I have a list of 4.5 million orfs, so I need a fast method for this.
Right now the function uses 0.1 terabyte of RAM per core, which I think is way too much. (2 terabyte server)
So I can only run 20 processes at a time.
Here is the problem:
First I get the coverage of ribo-seq per ORF.
Lets just make a toy example, so people can run:
library(GenomicRanges) library(GenomicFeatures) # The riboseq data riboseq <- GRanges("1", IRanges(25, 25), "+") # In reality I have 103 datasets of 20M reads. # Here are the 4.5 Million ORFs ORF <- GRanges(seqnames = "1", ranges = IRanges(start = c(1, 10, 20), end = c(5, 15, 25)), strand = "+") names(ORF) <- c("tx1", "tx1", "tx1") grl <- GRangesList(tx1_1 = ORF) cov <- coverageByTranscript(riboseq, grl) # this is fast, < 1 min for whole set, great function! # I acctually use my custome function here, since coverageByTranscript struggles with seqlengths.
Now I have the Rle.
I want to subset by frames(1,2,3).
Two ways that work are:
# lets make a toy example for first frame lapply(cov, function(x){ x[c(T,F,F)] }) # or library(data.table) dt <- as.data.table(cov) dt[, .SD[seq.int(1, .N, 3)], by = group]
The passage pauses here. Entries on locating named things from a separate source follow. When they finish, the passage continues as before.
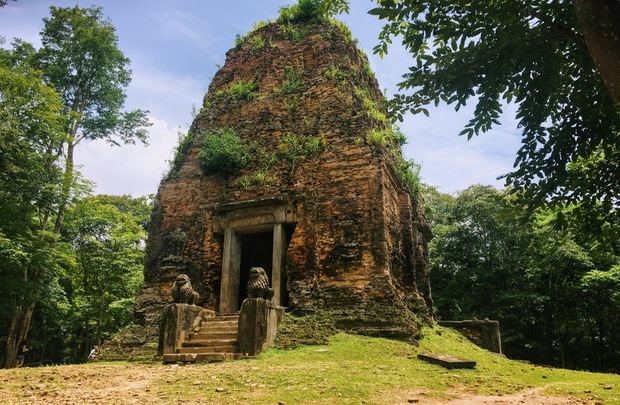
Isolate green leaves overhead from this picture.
[370,0,620,221]
[198,128,250,175]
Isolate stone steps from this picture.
[163,314,243,363]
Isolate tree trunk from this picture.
[54,141,75,234]
[2,302,35,368]
[573,0,620,103]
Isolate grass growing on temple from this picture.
[0,328,620,404]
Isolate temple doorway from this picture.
[237,229,273,308]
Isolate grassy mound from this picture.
[0,327,620,404]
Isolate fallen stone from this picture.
[418,353,476,368]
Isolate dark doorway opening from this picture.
[238,230,273,308]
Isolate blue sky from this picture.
[0,0,520,196]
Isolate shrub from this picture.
[164,127,196,180]
[396,156,422,201]
[279,66,304,94]
[215,80,258,101]
[276,0,349,24]
[278,134,323,174]
[198,128,250,175]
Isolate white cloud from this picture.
[75,117,178,197]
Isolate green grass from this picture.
[0,328,620,404]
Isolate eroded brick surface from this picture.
[136,24,432,338]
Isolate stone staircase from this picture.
[163,314,243,363]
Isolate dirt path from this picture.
[0,365,602,405]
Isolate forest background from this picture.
[0,0,620,371]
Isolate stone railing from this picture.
[237,298,284,357]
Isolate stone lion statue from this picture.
[248,267,273,300]
[172,274,200,305]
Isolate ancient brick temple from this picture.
[136,18,432,338]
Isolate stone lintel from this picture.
[215,193,290,214]
[213,194,297,233]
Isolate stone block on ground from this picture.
[418,353,476,368]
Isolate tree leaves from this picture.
[369,0,620,227]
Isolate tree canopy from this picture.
[370,0,620,227]
[0,6,150,367]
[426,185,620,371]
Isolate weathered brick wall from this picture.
[137,20,431,337]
First one will never finish on 4.5 million, second one is faster, but never finished on whole set.
Another problem is that the conversion to data.table creates a 10 GB object, which I dont want.
Is there a smart function to do this ? (Right now im looking through the github code of S4Vectors and IRanges)
The Rle object of the coverage is only 450 MB, so in theory the frames should be 1/3 of that.
A funny note on that is that the names of the Rle is 95% of the total size..
Thank you.
UPDATE: I found a faster version, but still not finishing on the whole set:
positionFrame <- lapply(lengths(cov), function(x){seq.int(1, x, 3)}) # very fast cov[positionFrame] # still too slow..
UPDATE2: I will try some heuristic improvements:
I made a unique orf function, so that I only do each unique ORF once(unique orf by sequence and exons), I also only check the ORFs that have ribo-seq hits, since the ORF score of no-hit ORFs are always 0.
This reduces the sets to 25% of original size.